While some have suggested that God is speaking through the coronavirus, Lennox cautioned against saying it was a divine judgment, noting that in the Bible, when such plagues were indeed a judgment on a nation it resulted from a direct word from God.

"As far as I know we do not have God's direct word on COVID-19. And, therefore, we have to be very careful ... because Jesus himself made it abundantly clear that not all tragedy or catastrophe or disease results from one group of people being worse than others," he said.

He elaborated that when Jesus was on the Temple Mount in Jerusalem, as is described in Luke 13, some of the people present told him of Galileans whose blood Pilate and his armies had massacred. Yet Jesus then described another event that happened there, the collapse of the tower of Siloam, which killed 18 people. Jesus then pointed out that those whom the towers collapsed on and killed were no worse sinners than everyone else living in Jerusalem at the time.

"So we cannot just take any event and judge it and say 'Ah, that is the judgment of God,'" Lennox said of the coronavirus.
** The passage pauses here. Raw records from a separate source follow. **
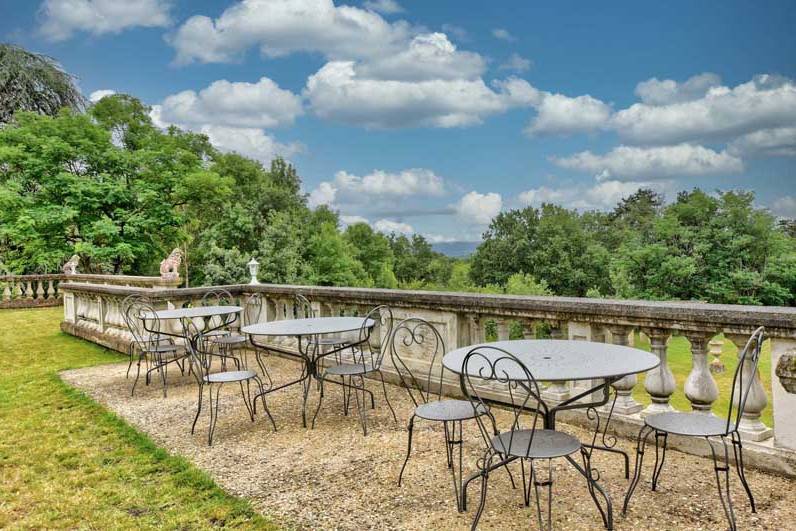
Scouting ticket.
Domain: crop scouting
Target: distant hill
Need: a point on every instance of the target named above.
(455, 249)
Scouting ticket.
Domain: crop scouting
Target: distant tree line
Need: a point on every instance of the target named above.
(106, 183)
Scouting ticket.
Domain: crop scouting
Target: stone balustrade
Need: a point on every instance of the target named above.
(92, 312)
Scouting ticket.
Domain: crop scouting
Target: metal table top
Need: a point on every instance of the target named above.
(308, 327)
(558, 360)
(198, 311)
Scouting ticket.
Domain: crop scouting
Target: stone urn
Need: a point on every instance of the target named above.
(786, 371)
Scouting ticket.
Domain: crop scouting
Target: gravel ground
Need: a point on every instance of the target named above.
(332, 477)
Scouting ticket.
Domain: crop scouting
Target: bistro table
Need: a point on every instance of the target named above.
(309, 352)
(597, 364)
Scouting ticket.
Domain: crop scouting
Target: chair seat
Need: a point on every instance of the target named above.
(230, 376)
(546, 444)
(350, 369)
(230, 339)
(442, 410)
(689, 424)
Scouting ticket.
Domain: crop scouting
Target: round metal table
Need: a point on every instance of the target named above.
(309, 353)
(555, 360)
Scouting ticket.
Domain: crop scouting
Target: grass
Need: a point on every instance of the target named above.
(66, 462)
(679, 358)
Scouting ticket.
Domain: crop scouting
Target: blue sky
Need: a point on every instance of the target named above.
(433, 116)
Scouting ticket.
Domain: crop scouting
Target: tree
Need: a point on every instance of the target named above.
(34, 82)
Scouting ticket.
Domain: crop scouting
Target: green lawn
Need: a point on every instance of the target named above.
(65, 462)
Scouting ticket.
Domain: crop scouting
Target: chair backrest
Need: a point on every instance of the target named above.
(302, 309)
(372, 353)
(143, 324)
(418, 336)
(491, 375)
(744, 376)
(253, 309)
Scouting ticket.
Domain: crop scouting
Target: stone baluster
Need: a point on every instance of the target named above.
(659, 382)
(625, 403)
(751, 427)
(700, 387)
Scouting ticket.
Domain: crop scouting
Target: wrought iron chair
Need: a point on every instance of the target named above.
(500, 373)
(149, 346)
(707, 426)
(425, 391)
(213, 382)
(367, 358)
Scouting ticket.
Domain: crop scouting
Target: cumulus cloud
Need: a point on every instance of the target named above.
(280, 27)
(559, 114)
(347, 188)
(779, 142)
(516, 63)
(387, 7)
(656, 92)
(97, 95)
(62, 18)
(337, 93)
(502, 34)
(388, 227)
(765, 102)
(601, 195)
(240, 104)
(665, 162)
(478, 209)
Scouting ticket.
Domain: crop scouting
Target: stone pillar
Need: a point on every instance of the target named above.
(625, 403)
(700, 387)
(751, 427)
(659, 382)
(784, 402)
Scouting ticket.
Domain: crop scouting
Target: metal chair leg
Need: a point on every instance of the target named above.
(737, 450)
(410, 428)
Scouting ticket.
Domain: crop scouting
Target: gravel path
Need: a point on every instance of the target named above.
(333, 477)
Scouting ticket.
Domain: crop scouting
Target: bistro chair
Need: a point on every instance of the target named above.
(709, 427)
(367, 357)
(500, 373)
(213, 382)
(416, 339)
(149, 347)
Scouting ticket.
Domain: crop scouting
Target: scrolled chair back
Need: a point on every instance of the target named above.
(374, 340)
(141, 320)
(414, 334)
(302, 308)
(491, 375)
(741, 386)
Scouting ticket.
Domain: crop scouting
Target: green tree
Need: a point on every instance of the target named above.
(35, 83)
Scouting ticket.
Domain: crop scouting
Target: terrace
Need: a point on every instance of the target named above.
(332, 475)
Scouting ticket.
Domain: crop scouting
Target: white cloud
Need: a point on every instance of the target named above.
(559, 114)
(779, 142)
(427, 56)
(516, 63)
(280, 27)
(602, 195)
(62, 18)
(478, 209)
(629, 163)
(97, 95)
(657, 92)
(337, 93)
(240, 104)
(378, 185)
(502, 34)
(785, 206)
(388, 227)
(387, 7)
(765, 102)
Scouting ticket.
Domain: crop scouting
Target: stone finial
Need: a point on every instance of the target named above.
(170, 266)
(70, 267)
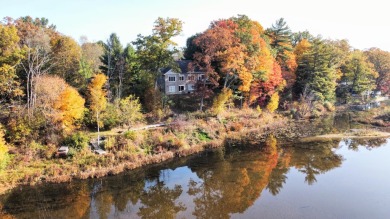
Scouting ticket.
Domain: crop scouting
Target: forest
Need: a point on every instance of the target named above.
(56, 91)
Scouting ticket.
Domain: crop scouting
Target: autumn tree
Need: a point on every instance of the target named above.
(70, 108)
(130, 108)
(10, 56)
(59, 103)
(97, 98)
(381, 61)
(280, 36)
(4, 157)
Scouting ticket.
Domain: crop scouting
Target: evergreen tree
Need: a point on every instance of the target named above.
(316, 72)
(113, 65)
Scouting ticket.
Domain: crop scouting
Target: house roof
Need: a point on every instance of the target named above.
(183, 65)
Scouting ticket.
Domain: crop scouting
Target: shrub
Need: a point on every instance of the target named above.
(220, 101)
(78, 141)
(273, 103)
(259, 110)
(130, 135)
(329, 106)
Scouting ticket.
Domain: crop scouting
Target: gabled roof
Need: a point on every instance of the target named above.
(183, 65)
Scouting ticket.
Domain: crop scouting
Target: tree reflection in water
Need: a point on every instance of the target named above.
(217, 184)
(159, 201)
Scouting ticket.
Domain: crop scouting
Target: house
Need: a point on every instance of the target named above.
(172, 82)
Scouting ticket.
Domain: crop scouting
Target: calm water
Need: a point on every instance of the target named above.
(339, 179)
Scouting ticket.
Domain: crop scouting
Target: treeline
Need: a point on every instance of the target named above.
(51, 86)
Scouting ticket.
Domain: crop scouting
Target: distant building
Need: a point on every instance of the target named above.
(172, 82)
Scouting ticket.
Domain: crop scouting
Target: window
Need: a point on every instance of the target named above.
(200, 77)
(171, 89)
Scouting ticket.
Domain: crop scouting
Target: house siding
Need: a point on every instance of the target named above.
(187, 83)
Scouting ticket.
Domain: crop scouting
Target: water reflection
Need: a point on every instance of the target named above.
(215, 185)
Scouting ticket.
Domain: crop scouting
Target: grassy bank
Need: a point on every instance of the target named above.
(184, 135)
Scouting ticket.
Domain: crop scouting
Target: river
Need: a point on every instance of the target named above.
(275, 179)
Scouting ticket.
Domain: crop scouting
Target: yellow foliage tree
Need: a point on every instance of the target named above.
(97, 98)
(273, 103)
(3, 151)
(70, 106)
(301, 48)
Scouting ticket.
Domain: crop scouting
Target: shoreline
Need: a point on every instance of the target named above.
(254, 132)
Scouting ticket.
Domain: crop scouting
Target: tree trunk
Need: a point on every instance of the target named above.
(97, 121)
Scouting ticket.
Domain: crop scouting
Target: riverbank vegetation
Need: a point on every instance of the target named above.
(55, 91)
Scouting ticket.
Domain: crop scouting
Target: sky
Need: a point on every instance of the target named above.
(364, 24)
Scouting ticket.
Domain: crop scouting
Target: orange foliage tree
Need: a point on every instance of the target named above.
(70, 107)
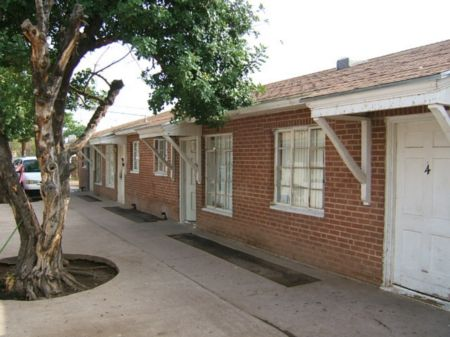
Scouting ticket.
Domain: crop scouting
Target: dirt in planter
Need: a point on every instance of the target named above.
(90, 271)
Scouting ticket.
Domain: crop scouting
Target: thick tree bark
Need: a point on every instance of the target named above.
(24, 215)
(40, 270)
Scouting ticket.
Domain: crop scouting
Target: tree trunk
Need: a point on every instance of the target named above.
(39, 269)
(23, 145)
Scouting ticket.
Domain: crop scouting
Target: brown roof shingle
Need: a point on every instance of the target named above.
(409, 64)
When Christians say specific disasters are caused by God, people do not usually start thinking about God but the person who made that determination, thinking characterized with outrage, he observed, when what is needed is a more nuanced view.

"God whispers to us in our pleasures, speaks in our conscience, but shouts in our pains," Lennox said, quoting author C.S. Lewis, "it is His megaphone to rouse a dead world."

"From that perspective, it seems to me that COVID-19 might well function as a huge loudspeaker. I can see that happening because it reminds us of our vulnerability and our mortality.

"If these events induce any of us to look to the God, who, to be honest, we might have ignored for years, and help us to think about the matter of the fact that we are mortal and someday we'll have to face Him, then something good could come out of it, as well as all the pain and evil."